To serve you better, we've assembled a list of our customers' most frequently asked questions. If you don't find your answer here, feel free to contact us.
How could I have used this much water?
You may not have. You could possibly have a leaky toilet or faucet that's difficult to detect. Find the leak.
What do I do if I am experiencing low pressure?
Check your meter and the surrounding area for possible leaks. Next, call our office and report low pressure for your area.
Why is my water discolored?
A repair could have been completed recently allowing air to enter the line, causing the milky look.
What chemicals does our utility district add to the water?
Only chemicals that are approved by the National Safety Foundation for treatment of drinking water.
My water tastes, looks, and smells funny. Is it safe to drink?
All public water systems are required to maintain a minimum chlorine level of 0.2 mg/L (tested at the end of each line) by state law. Systems that use chloramine as a disinfectant must maintain a level of 0.5 mg/L by state law. Our disinfectant levels are tested daily to ensure safety.
Why does debris come out of the faucet when running hot water?
Most likely your water heater needs to be flushed. CAUTION: Most manufacturers recommend hiring a professional to flush your water heater. If you plan on doing this yourself, read the owner's manual to keep from being hurt and or damaging the water heater.
Why do I have a previous balance when I know I sent in my payment?
We may have received it after the due date or we may not have received it at all. Call our office and we will help you solve the problem.
Pink Rings in Toilet
Each year, a few customers call to ask us about pink stains or residues that occasionally develop in moist areas in their homes. They generally observe this in toilet bowls, around sink and tub drains, on shower curtains or other shower surfaces, and even in pet water dishes. The customer naturally wants to know if there is something wrong with his/her water.
No, a pink residue is not a problem with your water quality, and is not harmful in this situation. It is evidence of bacteria that are common inhabitants of our environment. The most typical of these bacteria is one known as Serratia marcescens.
These bacteria come from any of a number of naturally-occurring sources, such as soil, mulch, dust, and surface waters, and they thrive in an environment that is moist and high in phosphates. More people indicate the problem occurs in the summer months when temperatures and humidity are higher, and especially if windows are kept open for any length of time.
Serratia will not survive in chlorinated drinking water.

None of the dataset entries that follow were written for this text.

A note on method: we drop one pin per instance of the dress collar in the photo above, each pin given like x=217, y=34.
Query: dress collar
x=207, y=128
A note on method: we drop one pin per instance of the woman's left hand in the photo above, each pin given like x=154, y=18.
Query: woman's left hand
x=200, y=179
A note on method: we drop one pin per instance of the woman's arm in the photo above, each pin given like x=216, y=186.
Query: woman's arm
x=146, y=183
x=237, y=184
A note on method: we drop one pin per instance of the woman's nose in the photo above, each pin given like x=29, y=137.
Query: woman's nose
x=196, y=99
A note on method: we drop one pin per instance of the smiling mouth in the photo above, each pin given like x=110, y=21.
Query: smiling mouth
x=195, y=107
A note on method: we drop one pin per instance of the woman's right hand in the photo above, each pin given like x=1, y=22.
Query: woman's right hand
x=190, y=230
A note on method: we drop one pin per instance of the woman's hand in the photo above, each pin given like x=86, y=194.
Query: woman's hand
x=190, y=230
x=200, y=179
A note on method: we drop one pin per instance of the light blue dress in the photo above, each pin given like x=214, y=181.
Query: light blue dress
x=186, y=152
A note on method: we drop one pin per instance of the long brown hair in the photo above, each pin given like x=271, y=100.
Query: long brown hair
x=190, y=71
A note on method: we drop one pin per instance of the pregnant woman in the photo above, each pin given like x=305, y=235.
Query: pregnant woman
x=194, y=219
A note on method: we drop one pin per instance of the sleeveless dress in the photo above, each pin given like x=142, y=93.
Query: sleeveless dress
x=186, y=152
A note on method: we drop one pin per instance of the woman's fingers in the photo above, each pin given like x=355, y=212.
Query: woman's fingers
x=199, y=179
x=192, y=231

However, where water stands long enough for the residual chlorine disinfectant to dissipate, such as a toilet in a guest bathroom, or on a shower curtain, the pink color may develop. Customers who remove the chlorine from their water by use of an activated carbon filter may also be more likely to experience the problem.
How Can I Get Rid of the Stains?
Once established, Serratia is difficult to eliminate entirely. However, regular and thorough cleaning, followed by disinfection with chlorine bleach, is the best means to control the organism.
- Wipe bathtubs, shower walls and curtains, and around drains in order to dry them, followed by spraying or misting with a product that contains bleach or other disinfectant.
- For toilets, clean the bowl regularly. You may wish to add ¼ cup of bleach to the toilet tank, let stand for 15-20 minutes, and then flush the bowl a couple of times to fully rinse the disinfectant. Bleach should not be left in the toilet tank for prolonged periods, however, as it will damage the rubber seals and valves inside.
- Use care with any abrasives to avoid scratching a fixture or surface, which will raise the likelihood of bacterial growth.
- Clean pet water bowls in a similar manner. Leave a bleach solution in the bowl for 15-20 minutes, followed by thorough rinsing.